You are given an m x n binary matrix grid. An island is a group of 1's (representing land) connected 4-directionally (horizontal or vertical.) You may assume all four edges of the grid are surrounded by water.

The area of an island is the number of cells with a value 1 in the island.

Return the maximum area of an island in grid.
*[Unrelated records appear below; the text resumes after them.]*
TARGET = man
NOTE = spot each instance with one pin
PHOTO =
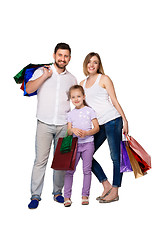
(52, 84)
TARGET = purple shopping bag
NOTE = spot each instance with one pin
(125, 165)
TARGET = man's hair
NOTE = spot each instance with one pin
(62, 46)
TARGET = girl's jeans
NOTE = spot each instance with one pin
(85, 151)
(112, 131)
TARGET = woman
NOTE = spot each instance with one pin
(99, 90)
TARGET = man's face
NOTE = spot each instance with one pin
(62, 58)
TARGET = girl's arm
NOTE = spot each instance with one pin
(108, 85)
(71, 130)
(94, 130)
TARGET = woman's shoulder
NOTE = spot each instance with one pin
(82, 82)
(105, 79)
If there is no island, return 0.

Example 1:

Input: grid = [[0,0,1,0,0,0,0,1,0,0,0,0,0],[0,0,0,0,0,0,0,1,1,1,0,0,0],[0,1,1,0,1,0,0,0,0,0,0,0,0],[0,1,0,0,1,1,0,0,1,0,1,0,0],[0,1,0,0,1,1,0,0,1,1,1,0,0],[0,0,0,0,0,0,0,0,0,0,1,0,0],[0,0,0,0,0,0,0,1,1,1,0,0,0],[0,0,0,0,0,0,0,1,1,0,0,0,0]]
Output: 6
Explanation: The answer is not 11, because the island must be connected 4-directionally.

Example 2:

Input: grid = [[0,0,0,0,0,0,0,0]]
Output: 0

Constraints:

  • m == grid.length
  • n == grid[i].length
  • 1 <= m, n <= 50
  • grid[i][j] is either 0 or 1.

SOLUTION:

class Solution:
    def DFS(self, grid, i, j, m, n):
        if i >= 0 and j >= 0 and i < m and j < n and grid[i][j] == 1:
            grid[i][j] = 0
            self.ctr += 1
            for x, y in [(i - 1, j), (i + 1, j), (i, j - 1), (i, j + 1)]:
                self.DFS(grid, x, y, m, n)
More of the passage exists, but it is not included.